At the same time, he points to another problem. “If the data from the census show that a certain group no longer needs to be categorised as SC or ST, then do we have the political will to exclude such a community?”

He feels government, academics and media alike are conditioned to think that the prime indicator for backwardness is caste. “If they can move beyond this caste-centric approach and broaden their understanding then something is possible, but they have to realise state intervention based on caste iss­ues is a myth. A caste census is just a ploy to divert attention.”

“In Tamil Nadu, for instance, reservation is only there in the public sector and of the 25 per cent of the people it’s meant to cover, only 6 per cent actually benefit, that too for jobs like sweepers and drivers. But no one talks about this.”

Lakshmanan also points to a study conducted by Professor Sathyapaul of the University of Andhra Pradesh which surveyed the participation of SC and ST MPs in Parliament during question hour from 1975 to 2000. “In 25 years they spoke for a total of six and a half hours. Only four hours actually dealt with Dalit issues, an example of how caste based intervention has become meaningless.”
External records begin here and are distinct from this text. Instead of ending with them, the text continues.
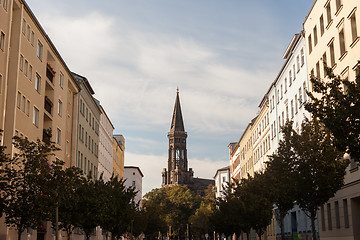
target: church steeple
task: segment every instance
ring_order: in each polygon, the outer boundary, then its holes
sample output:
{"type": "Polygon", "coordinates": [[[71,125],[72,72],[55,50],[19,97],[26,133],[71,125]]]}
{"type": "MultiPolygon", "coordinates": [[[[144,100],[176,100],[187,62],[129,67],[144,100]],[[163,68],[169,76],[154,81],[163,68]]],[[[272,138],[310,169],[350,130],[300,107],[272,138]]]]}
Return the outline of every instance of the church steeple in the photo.
{"type": "Polygon", "coordinates": [[[170,132],[184,132],[184,122],[182,119],[181,114],[181,106],[180,106],[180,97],[179,97],[179,88],[176,89],[176,99],[175,99],[175,106],[174,106],[174,113],[173,113],[173,119],[171,121],[171,128],[170,132]]]}
{"type": "Polygon", "coordinates": [[[179,89],[176,91],[174,112],[168,138],[168,168],[165,168],[162,172],[162,185],[191,183],[193,171],[191,168],[188,168],[186,149],[187,133],[185,132],[181,113],[179,89]]]}

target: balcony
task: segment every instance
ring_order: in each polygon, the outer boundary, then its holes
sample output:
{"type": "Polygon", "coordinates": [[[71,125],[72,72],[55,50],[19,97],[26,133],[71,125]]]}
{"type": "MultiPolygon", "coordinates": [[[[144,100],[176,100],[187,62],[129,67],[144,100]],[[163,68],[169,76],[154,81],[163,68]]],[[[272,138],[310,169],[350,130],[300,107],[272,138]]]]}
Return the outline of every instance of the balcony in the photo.
{"type": "Polygon", "coordinates": [[[44,108],[51,116],[52,116],[53,107],[54,104],[52,103],[52,101],[47,96],[45,96],[44,108]]]}

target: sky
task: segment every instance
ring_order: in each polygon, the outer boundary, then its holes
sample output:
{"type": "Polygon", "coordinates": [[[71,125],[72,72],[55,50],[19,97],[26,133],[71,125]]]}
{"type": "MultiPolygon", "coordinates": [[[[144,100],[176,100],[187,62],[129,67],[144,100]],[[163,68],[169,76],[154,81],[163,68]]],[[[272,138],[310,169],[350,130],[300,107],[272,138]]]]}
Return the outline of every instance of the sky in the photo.
{"type": "Polygon", "coordinates": [[[314,0],[27,0],[71,71],[86,76],[140,167],[161,187],[176,89],[189,167],[213,178],[284,63],[314,0]]]}

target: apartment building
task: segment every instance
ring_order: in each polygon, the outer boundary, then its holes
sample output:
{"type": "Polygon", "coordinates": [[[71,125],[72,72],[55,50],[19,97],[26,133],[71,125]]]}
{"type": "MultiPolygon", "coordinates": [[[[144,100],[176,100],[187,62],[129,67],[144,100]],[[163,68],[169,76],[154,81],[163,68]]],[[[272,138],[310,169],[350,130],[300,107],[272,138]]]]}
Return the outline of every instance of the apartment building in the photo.
{"type": "Polygon", "coordinates": [[[119,178],[124,178],[125,138],[123,135],[114,134],[113,173],[119,178]]]}
{"type": "Polygon", "coordinates": [[[73,73],[80,86],[78,94],[77,126],[76,126],[76,162],[84,175],[98,176],[99,165],[99,122],[101,109],[93,98],[95,94],[88,79],[73,73]]]}
{"type": "Polygon", "coordinates": [[[100,102],[96,100],[100,107],[100,127],[99,127],[99,177],[102,174],[105,181],[109,181],[113,174],[113,131],[110,118],[106,114],[100,102]]]}
{"type": "MultiPolygon", "coordinates": [[[[304,22],[308,74],[327,78],[324,66],[354,80],[360,60],[360,1],[317,0],[304,22]]],[[[360,239],[360,171],[352,161],[345,186],[319,212],[321,239],[360,239]]]]}
{"type": "Polygon", "coordinates": [[[59,52],[24,1],[2,1],[0,111],[3,144],[12,137],[51,140],[53,159],[71,165],[72,128],[79,86],[59,52]],[[9,47],[11,45],[11,48],[9,47]],[[11,81],[9,80],[11,79],[11,81]]]}
{"type": "Polygon", "coordinates": [[[252,127],[252,148],[254,159],[254,172],[264,172],[265,163],[270,154],[270,121],[267,95],[264,96],[260,105],[260,113],[252,127]]]}

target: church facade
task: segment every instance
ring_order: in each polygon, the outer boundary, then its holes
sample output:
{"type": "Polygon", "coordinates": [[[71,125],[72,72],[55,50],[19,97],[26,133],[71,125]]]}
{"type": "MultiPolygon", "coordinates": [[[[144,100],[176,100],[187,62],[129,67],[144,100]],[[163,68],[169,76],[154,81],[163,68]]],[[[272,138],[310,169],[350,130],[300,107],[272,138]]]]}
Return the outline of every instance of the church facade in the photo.
{"type": "Polygon", "coordinates": [[[198,195],[205,195],[209,185],[214,186],[211,179],[194,178],[194,171],[188,167],[187,133],[181,113],[179,91],[177,90],[174,112],[168,132],[168,168],[162,171],[162,187],[174,184],[186,185],[198,195]]]}

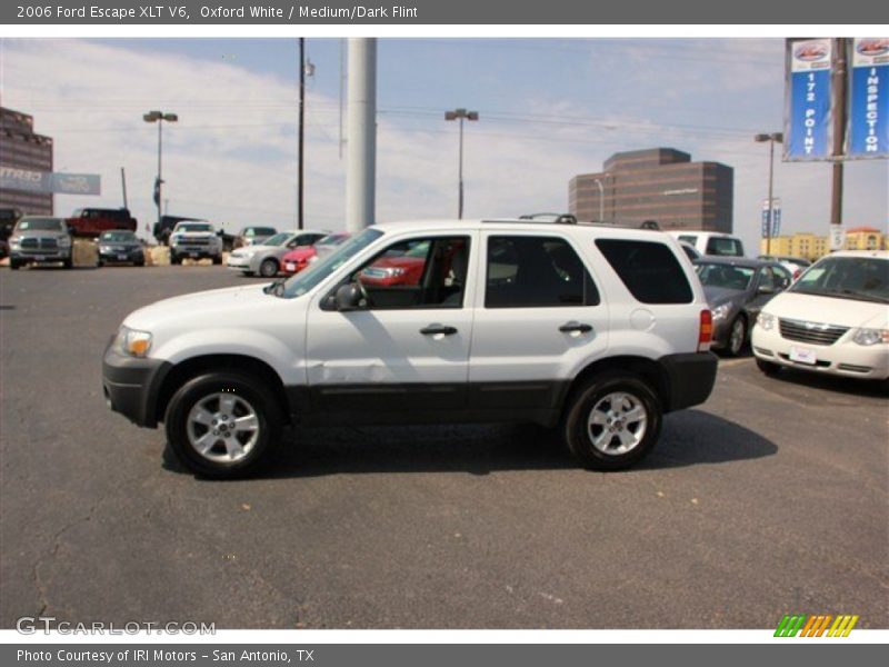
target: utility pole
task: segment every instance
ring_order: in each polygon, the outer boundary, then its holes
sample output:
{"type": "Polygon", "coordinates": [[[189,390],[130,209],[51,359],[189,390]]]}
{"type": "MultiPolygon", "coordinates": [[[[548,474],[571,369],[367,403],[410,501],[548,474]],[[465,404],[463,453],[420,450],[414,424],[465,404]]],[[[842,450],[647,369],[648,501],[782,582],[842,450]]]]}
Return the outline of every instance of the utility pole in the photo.
{"type": "Polygon", "coordinates": [[[127,203],[127,172],[123,170],[123,167],[120,168],[120,187],[123,190],[123,208],[130,208],[127,203]]]}
{"type": "Polygon", "coordinates": [[[783,132],[772,132],[771,135],[757,135],[753,141],[762,143],[769,142],[769,200],[766,210],[766,255],[771,255],[771,237],[775,231],[775,143],[785,140],[783,132]]]}
{"type": "MultiPolygon", "coordinates": [[[[847,98],[847,38],[837,38],[833,60],[833,182],[830,198],[830,223],[842,225],[842,158],[846,145],[846,98],[847,98]]],[[[835,228],[836,229],[836,228],[835,228]]]]}
{"type": "Polygon", "coordinates": [[[377,163],[377,40],[349,39],[346,230],[373,225],[377,163]]]}
{"type": "Polygon", "coordinates": [[[306,139],[306,38],[299,38],[299,166],[298,171],[298,195],[297,195],[297,227],[303,228],[303,146],[306,139]]]}
{"type": "Polygon", "coordinates": [[[463,121],[478,120],[478,111],[467,111],[466,109],[455,109],[444,112],[444,120],[460,121],[460,151],[457,158],[457,218],[463,218],[463,121]]]}

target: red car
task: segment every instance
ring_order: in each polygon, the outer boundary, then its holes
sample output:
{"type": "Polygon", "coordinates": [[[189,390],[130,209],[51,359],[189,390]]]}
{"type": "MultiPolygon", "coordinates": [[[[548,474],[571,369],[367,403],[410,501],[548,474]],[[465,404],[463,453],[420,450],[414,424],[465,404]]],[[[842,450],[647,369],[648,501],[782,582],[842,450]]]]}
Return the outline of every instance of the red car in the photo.
{"type": "Polygon", "coordinates": [[[129,209],[84,208],[74,211],[73,216],[64,219],[68,229],[74,236],[98,237],[103,231],[126,229],[136,231],[136,218],[129,209]]]}

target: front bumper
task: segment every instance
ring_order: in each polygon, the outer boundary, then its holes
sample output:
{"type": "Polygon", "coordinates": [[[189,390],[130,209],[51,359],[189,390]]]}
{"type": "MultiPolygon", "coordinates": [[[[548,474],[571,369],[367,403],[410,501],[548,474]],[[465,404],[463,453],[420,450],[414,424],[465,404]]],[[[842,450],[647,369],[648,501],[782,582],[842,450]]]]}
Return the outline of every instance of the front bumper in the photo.
{"type": "Polygon", "coordinates": [[[99,250],[99,259],[106,262],[116,262],[116,261],[140,262],[146,260],[146,255],[141,248],[136,248],[133,250],[110,250],[110,251],[99,250]]]}
{"type": "Polygon", "coordinates": [[[71,248],[59,248],[54,250],[11,250],[10,259],[28,262],[51,262],[67,261],[71,259],[71,248]]]}
{"type": "Polygon", "coordinates": [[[184,259],[212,259],[222,257],[222,248],[208,248],[207,246],[171,246],[170,252],[184,259]]]}
{"type": "Polygon", "coordinates": [[[769,330],[756,326],[750,346],[753,348],[757,359],[779,366],[865,380],[889,378],[889,346],[886,344],[858,345],[852,341],[853,334],[855,329],[852,328],[832,345],[813,345],[783,338],[777,323],[769,330]],[[807,357],[810,362],[791,359],[791,348],[793,356],[807,357]]]}
{"type": "Polygon", "coordinates": [[[160,359],[124,357],[113,349],[114,337],[102,359],[102,388],[114,412],[138,426],[158,426],[158,397],[172,364],[160,359]]]}
{"type": "Polygon", "coordinates": [[[710,398],[718,361],[712,352],[667,355],[660,358],[667,376],[665,412],[700,405],[710,398]]]}
{"type": "Polygon", "coordinates": [[[233,257],[229,255],[227,266],[233,271],[257,271],[252,257],[233,257]]]}

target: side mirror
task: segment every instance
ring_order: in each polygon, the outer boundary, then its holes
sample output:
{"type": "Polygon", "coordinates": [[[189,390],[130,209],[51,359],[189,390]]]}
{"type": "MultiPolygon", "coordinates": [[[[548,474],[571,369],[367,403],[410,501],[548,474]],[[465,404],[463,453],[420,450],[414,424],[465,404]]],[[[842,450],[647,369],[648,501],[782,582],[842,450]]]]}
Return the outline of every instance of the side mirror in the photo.
{"type": "Polygon", "coordinates": [[[342,285],[337,289],[337,310],[349,312],[361,307],[361,288],[354,282],[342,285]]]}

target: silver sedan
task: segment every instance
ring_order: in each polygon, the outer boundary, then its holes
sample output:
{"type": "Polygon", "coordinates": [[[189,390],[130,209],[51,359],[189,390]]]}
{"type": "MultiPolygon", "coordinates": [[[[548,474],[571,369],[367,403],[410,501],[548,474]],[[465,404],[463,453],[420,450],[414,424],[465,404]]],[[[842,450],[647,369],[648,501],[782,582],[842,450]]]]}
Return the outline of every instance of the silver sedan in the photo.
{"type": "Polygon", "coordinates": [[[281,270],[281,258],[298,246],[313,246],[330,232],[321,229],[294,229],[281,231],[266,239],[261,246],[238,248],[229,255],[228,267],[244,276],[259,273],[274,278],[281,270]]]}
He finishes by arguing that if the government feels it doesn’t have adequate data then it should temporarily suspend policies such as reservation and refashion it once data are collected rather than do both simultaneously.

— jayantsriram@expressbuzz.com

The blind side

Caste blindness is the tendency of a group to “not-see” or ignore caste. Many call it the privilege of the upper castes, one they have gained after having extracted the most out of caste privileges. Satish Deshpande and Mary E John wrote in their article titled “The politics of not counting caste” (Economic and Political Weekly, June 19 2010): “For the most privileged sections of the upper castes this was true in a certain sense because three generations of caste blindness had allowed them to fully encash their caste advantages. They were now in a situation where they no longer needed to invoke caste explicitly, having acquired all the other resources that guaranteed them the “legitimate” advantages of inherited wealth, expensive education and abundant connections among their own kind. It is these groups of upper castes who are the most vociferous advocates of caste blindness today. It is they who believe that the Census is mainly about and for the lower castes and their squabbling about quotas.” But caste blindness or denying someone’s caste identity can lead to unequal distribution of resources. Post tsunami, Dalit Network Netherlands noted in its report that in the “pretence of caste blindness” the aid agencies had not taken into consideration the inherent caste discrimination. “The discrimination was present at all phases of the recovery process, from the denial of rice, the refusal to share emergency shelters, the removal of bodies, and the relief materials provided, through to the compensation and provision of livelihood assistance and housing,” says the report. It was not “planned or organised by the caste fisherman” but, “it merely played out its natural course as a result of thousands of years of an unchallenged caste system.” Caste blindness among the oppressed castes came down considerably after the Mandal Commission report. Today, caste assertion has become a way to reclaim resources and privileges denied.